Yustinus mengungkapkan, kebanyakan pemilik kartu kredit dengan limit Rp 50 juta ke atas minimal level manajer. Sehingga, dari profiling penggunaan kartu kredit itu bisa ditelusuri apakah kebiasaan berbelanja yang bersangkutan sebanding dengan penghasilannya. Jika tidak, Direktorat Jenderal Pajak (DJP) bisa memberi imbauan agar orang itu menjelaskan apakah ada penghasilan yang belum dilaporkan.

“Harus dipahami, aturan ini bukan mencari-cari kesalahan orang di luar bidang perpajakan. Ini hanya untuk melihat apakah ada penghasilan yang belum dilaporkan,” ujarnya.

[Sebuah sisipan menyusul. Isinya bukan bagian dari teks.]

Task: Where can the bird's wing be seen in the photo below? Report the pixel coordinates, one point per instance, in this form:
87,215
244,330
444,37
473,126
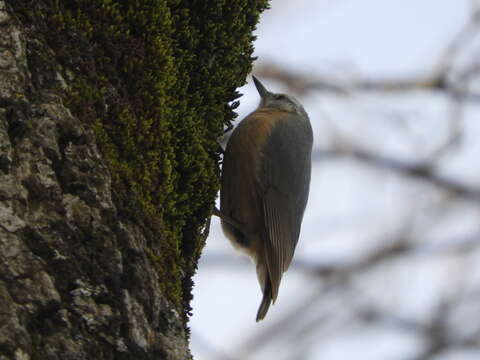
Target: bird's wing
279,243
284,183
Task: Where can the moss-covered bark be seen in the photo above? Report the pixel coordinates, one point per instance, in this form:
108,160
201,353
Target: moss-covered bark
155,82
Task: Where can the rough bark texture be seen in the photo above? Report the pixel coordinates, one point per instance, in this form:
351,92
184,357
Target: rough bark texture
95,263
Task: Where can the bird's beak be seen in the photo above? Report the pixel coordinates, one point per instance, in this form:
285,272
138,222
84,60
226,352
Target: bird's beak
260,88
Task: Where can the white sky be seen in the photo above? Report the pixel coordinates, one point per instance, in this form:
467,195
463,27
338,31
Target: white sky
370,38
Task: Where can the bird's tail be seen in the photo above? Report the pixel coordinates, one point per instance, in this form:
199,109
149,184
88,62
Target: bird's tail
266,300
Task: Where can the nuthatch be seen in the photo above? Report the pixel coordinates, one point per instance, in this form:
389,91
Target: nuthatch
265,183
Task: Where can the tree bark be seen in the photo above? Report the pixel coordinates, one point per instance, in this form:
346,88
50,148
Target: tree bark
109,114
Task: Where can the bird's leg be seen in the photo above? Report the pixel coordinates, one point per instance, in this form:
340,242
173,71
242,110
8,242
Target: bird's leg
229,220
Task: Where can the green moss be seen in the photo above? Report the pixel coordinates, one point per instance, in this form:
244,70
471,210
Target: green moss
154,78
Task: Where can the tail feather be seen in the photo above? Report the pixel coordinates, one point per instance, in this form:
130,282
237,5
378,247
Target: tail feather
266,300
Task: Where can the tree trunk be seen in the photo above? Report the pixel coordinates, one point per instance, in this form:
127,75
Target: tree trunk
109,115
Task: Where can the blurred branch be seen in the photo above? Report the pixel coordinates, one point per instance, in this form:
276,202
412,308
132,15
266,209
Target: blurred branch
422,171
440,79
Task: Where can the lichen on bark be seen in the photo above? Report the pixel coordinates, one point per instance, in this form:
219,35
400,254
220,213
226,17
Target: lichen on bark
109,115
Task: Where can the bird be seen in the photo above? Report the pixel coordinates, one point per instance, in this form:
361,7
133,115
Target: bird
265,183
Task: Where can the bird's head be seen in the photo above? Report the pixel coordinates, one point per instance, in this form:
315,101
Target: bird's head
277,101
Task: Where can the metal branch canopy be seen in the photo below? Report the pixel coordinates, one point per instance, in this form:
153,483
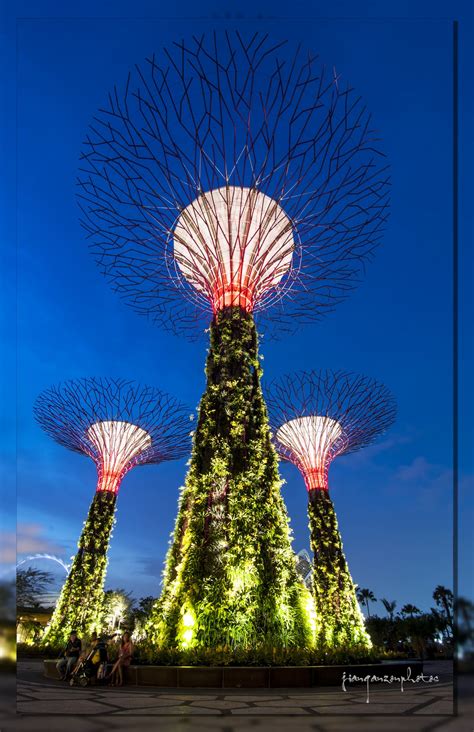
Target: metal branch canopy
117,423
233,172
318,415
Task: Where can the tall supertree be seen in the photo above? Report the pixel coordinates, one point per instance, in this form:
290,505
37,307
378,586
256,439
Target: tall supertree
221,180
315,417
119,424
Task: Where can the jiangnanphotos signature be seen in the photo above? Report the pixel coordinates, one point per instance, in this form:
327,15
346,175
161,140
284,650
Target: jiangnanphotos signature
387,679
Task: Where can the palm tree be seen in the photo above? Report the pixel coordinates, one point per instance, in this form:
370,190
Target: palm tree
389,607
365,596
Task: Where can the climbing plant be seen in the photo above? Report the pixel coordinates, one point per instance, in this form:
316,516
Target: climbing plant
230,578
80,604
340,621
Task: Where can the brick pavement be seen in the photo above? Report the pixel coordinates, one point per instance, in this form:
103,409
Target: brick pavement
48,705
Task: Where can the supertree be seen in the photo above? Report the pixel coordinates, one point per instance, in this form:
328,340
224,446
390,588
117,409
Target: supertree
229,175
119,424
315,417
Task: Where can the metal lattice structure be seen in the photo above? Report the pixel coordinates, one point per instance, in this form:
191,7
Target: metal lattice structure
233,171
318,415
117,423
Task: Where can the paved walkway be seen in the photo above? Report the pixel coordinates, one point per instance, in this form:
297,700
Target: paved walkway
48,705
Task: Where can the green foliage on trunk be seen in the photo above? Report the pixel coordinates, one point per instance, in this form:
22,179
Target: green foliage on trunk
80,603
230,577
340,621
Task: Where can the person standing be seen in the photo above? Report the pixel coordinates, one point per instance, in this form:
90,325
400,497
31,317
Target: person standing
124,660
69,656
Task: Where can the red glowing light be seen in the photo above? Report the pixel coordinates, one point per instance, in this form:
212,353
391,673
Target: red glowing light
234,245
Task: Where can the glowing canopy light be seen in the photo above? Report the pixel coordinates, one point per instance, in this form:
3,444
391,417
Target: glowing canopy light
233,245
317,415
310,440
185,168
115,422
118,443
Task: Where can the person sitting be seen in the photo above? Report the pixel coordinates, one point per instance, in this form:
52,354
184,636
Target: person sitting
124,660
70,656
96,658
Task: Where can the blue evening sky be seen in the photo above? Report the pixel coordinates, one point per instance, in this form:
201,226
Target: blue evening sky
393,500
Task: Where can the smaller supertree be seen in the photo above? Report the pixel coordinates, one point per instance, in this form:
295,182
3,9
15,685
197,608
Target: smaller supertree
315,417
119,424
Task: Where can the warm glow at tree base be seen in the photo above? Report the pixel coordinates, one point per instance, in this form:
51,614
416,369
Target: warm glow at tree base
339,618
230,577
80,603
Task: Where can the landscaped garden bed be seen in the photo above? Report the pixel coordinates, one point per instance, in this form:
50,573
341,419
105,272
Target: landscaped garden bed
245,677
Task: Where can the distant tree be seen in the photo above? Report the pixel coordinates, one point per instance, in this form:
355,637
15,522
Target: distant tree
389,607
410,610
465,628
31,585
365,596
444,611
7,601
421,631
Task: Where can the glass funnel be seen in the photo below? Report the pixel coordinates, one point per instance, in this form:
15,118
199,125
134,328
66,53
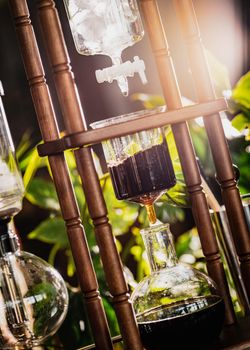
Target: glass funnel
139,164
176,304
11,185
107,27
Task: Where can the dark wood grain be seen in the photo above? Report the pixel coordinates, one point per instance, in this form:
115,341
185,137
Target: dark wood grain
217,140
186,152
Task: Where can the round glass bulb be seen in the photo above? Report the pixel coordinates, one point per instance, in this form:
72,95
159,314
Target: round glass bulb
33,300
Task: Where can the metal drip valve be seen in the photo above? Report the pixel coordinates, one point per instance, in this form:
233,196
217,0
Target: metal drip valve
126,69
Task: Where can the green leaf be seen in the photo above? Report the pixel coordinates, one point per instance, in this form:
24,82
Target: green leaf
43,194
51,231
33,163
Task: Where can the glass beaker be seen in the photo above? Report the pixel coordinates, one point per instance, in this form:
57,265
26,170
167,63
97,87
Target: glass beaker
11,185
176,304
139,164
107,27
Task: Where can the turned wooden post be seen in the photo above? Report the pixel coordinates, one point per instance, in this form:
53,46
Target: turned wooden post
186,152
217,140
48,126
75,122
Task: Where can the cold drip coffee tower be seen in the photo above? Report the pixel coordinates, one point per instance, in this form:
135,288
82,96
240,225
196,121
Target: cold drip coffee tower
175,297
158,302
108,27
33,296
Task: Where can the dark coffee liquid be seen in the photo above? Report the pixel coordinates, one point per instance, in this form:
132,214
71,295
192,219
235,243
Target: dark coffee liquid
144,176
189,325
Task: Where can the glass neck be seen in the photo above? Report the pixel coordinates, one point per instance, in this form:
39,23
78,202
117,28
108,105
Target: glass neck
159,247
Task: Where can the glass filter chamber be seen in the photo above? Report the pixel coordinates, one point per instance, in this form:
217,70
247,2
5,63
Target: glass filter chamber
139,164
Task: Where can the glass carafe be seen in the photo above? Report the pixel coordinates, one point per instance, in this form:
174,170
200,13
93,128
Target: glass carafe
107,27
139,164
176,305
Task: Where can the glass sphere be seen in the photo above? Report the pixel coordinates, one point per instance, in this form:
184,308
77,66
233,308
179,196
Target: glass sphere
33,300
175,304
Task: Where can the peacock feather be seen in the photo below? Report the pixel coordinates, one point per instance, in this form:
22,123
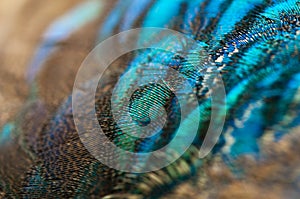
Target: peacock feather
253,44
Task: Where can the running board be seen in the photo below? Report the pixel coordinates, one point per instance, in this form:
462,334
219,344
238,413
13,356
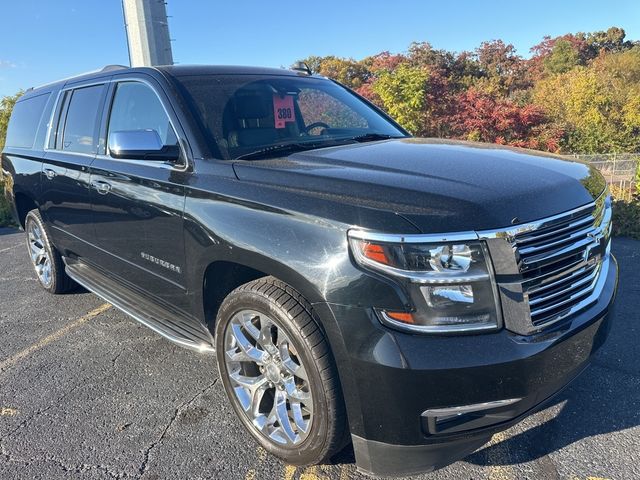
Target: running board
173,326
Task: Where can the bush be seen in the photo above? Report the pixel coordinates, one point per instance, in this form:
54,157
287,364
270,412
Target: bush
5,214
626,218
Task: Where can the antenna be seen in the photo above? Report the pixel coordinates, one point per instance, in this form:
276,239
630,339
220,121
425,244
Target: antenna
302,68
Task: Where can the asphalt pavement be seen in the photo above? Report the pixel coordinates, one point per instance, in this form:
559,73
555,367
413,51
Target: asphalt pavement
88,393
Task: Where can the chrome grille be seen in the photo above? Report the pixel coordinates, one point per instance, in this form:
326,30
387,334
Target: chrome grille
561,260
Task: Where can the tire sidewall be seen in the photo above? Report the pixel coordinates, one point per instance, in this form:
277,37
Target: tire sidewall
34,217
314,445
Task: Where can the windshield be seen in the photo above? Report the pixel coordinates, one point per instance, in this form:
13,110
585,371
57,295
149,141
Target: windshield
260,116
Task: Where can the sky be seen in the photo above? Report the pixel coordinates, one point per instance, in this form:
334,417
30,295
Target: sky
46,40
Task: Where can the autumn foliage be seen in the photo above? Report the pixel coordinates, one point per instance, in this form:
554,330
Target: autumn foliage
577,93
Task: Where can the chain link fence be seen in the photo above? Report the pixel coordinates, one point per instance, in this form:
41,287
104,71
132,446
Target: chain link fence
621,170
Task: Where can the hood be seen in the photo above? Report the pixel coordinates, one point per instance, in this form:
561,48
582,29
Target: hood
439,186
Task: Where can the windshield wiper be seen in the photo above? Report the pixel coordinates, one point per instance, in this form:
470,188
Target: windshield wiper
286,148
372,137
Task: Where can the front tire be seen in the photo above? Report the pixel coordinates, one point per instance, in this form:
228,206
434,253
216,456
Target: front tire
279,373
45,259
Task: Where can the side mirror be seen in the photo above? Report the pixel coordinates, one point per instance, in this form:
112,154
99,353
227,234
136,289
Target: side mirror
141,145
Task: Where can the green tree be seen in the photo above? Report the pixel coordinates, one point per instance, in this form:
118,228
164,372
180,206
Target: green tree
402,92
6,107
563,58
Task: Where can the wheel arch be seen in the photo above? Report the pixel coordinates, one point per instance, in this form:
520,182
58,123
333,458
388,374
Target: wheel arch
221,277
23,204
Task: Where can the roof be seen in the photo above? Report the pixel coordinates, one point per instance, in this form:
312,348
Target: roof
172,70
184,70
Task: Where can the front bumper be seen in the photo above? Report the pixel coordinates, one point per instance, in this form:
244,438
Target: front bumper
395,383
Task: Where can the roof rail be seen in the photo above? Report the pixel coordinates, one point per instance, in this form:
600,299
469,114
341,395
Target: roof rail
109,68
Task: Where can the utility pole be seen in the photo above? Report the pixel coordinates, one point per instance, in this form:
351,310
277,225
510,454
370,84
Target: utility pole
147,32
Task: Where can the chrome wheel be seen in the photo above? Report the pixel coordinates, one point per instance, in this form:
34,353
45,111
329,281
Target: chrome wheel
268,378
38,252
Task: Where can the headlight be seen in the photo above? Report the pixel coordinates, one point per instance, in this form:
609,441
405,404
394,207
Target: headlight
450,282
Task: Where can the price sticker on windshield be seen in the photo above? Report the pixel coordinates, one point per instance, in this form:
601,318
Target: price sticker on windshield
283,111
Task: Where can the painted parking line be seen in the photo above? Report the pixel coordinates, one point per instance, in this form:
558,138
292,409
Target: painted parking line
57,335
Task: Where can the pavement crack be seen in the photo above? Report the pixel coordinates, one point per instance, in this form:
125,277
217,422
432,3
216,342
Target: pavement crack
601,364
65,466
147,452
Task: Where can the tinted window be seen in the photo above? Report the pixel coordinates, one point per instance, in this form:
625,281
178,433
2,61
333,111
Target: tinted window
317,106
24,122
80,126
247,114
137,107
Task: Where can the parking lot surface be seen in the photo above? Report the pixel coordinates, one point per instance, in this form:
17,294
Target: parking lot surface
88,393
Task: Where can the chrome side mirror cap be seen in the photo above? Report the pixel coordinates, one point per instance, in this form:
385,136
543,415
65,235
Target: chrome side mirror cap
141,145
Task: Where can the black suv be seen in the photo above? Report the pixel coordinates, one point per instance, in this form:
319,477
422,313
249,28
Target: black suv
412,296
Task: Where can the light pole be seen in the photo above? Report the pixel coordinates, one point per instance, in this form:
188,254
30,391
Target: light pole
147,32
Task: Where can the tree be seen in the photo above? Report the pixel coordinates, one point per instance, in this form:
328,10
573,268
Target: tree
402,94
480,116
501,66
597,109
563,57
6,107
345,70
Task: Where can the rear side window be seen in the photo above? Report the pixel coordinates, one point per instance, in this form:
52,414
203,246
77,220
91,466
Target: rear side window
137,107
25,120
80,128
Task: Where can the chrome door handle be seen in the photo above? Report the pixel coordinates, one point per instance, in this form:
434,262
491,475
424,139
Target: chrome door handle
101,187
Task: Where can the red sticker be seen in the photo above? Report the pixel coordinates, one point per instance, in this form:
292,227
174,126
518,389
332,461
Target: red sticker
283,111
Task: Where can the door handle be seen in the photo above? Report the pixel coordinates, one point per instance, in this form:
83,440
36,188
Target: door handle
101,187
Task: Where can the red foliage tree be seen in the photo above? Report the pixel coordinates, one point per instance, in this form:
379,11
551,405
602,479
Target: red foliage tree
482,117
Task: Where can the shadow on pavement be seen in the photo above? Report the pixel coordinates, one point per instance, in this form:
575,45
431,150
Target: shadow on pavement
8,230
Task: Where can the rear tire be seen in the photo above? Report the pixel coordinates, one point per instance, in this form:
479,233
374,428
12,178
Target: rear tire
279,373
45,259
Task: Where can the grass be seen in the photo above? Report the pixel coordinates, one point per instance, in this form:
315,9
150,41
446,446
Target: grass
626,218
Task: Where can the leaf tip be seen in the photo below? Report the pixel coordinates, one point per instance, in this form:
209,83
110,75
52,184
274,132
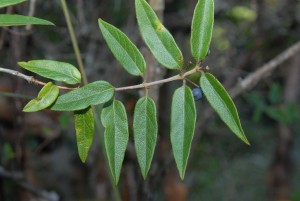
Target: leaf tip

Kendati demikian, Yustinus mengakui bahwa ada sebagian kecil orang dengan kartu kredit yang limitnya besar tidak dikenakan pajak. Biasanya, orang tersebut adalah penerima tunjangan perusahaan dalam bentuk kartu kredit sehingga tidak perlu dikenakan pajak lagi. Akan tetapi, menurutnya yang bersangkutan tetap harus menjelaskan kepada DJP perihal itu.

Lebih lanjut Yustinus menjelaskan, pada dasarnya penerbitan PMK itu bukan sesuatu yang biasa. Ia melihat, hal itu merupakan amanat Pasal 35 a UU No. 28 Tahun 2007 tentang Ketentuan Umum Perpajakan. Sehingga, seharusnya masyarakat bisa menerima pengaturan tersebut.

Sebab, ia menilai bahwa pengumpulan data dari kartu kredit hanyalah bagian kecil dari pengumpulan data dan informasi dalam sektor perpajakan. Terlebih, menurutnya informasi itu bukan sesuatu yang seharusnya rahasia. Sebab, menurut UU No.10 Tahun 1998 tentang Perbankan tidak mengkalsifikasikannya sebagai informasi rahasia.

“Yang rahasia itu kalau pemilik kartu kredit adalah nasabah bank yang mengeluarkan kartu kredit tersebut. Sebab, datanya menyatu dengan akun rekening bank. Sementara kartu kredit yang terpisah dari bank bisa dikenakan aturan ini,” ujar Yustinus.

Menurutnya, pemberlakuan aturan ini merupakan salah satu bentuk edukasi terkait transparansi finansial. Ia meyakinkan, jika memang masyarakat merasa bersih dari praktik-praktik keuangan yang melanggar aturan, mengapa harus menjadi risih. Sehingga, menurut Yustinus seharusnya masyarakat bisa memahami bahwa aturan tersebut bukan untuk mencari aib.

Yustinus mengakui, masalah privasi memang menjadi isu yang menyelimuti penerbitan aturan ini. Hal tersebut menurutnya lantaran masyarakat Indonesia belum terbiasa bersikap transparan. Padahal, menurut Yustinus di negara-negara maju data kartu kredit ini sudah bukan menjadi rahasia.

Akan tetapi, mekanisme di negara maju berbeda yang diterapkan di Indonesia. Kebanyakan negara tersebut sudah menerapkan nomor identitas penduduk yang bersifat tunggal. Sehingga, melalui nomor itu semua transaksi keuangan otomatis terekam, termasuk transaksi penggunaan kartu kredit.

Hanya saja, ia menekankan pula bahwa bagaimanapun warga negara memiliki hak agar kerahasiaannya terjamin. Ia menuturkan, pemerintah harus mampu memunculkan kepercayaan masyarakt bahwa data yang dihimpun tidak akan disalahgunakan. Sehingga, ada jaminan bagi masyarakat untuk meneyarhkan data yang dimiliki sesuai dengan tujuan awal pemerintah.

“Harus ada operasi tindal lanjut yang standar. Siapa yang berwenang melakukan penggunaan data itu juga harus diatur tegas. Kemudian, hukuman bagi pihak yang menyalahgunakan data juga harus keras. Ini untuk menimbulkan rasa aman bagi masyarakat,” tandas Yustinus.

Menurut Yustinus, akuntabilitas pelaksanaan PMK harus dibangun oleh pemerintah. Hal ini penting untuk mencegah adanya kebocoran data yang dihimpun. Selain itu, menurutnya itu juga menjadi kunci bagaimana memberikan proteksi terhadap privasi masyarakat.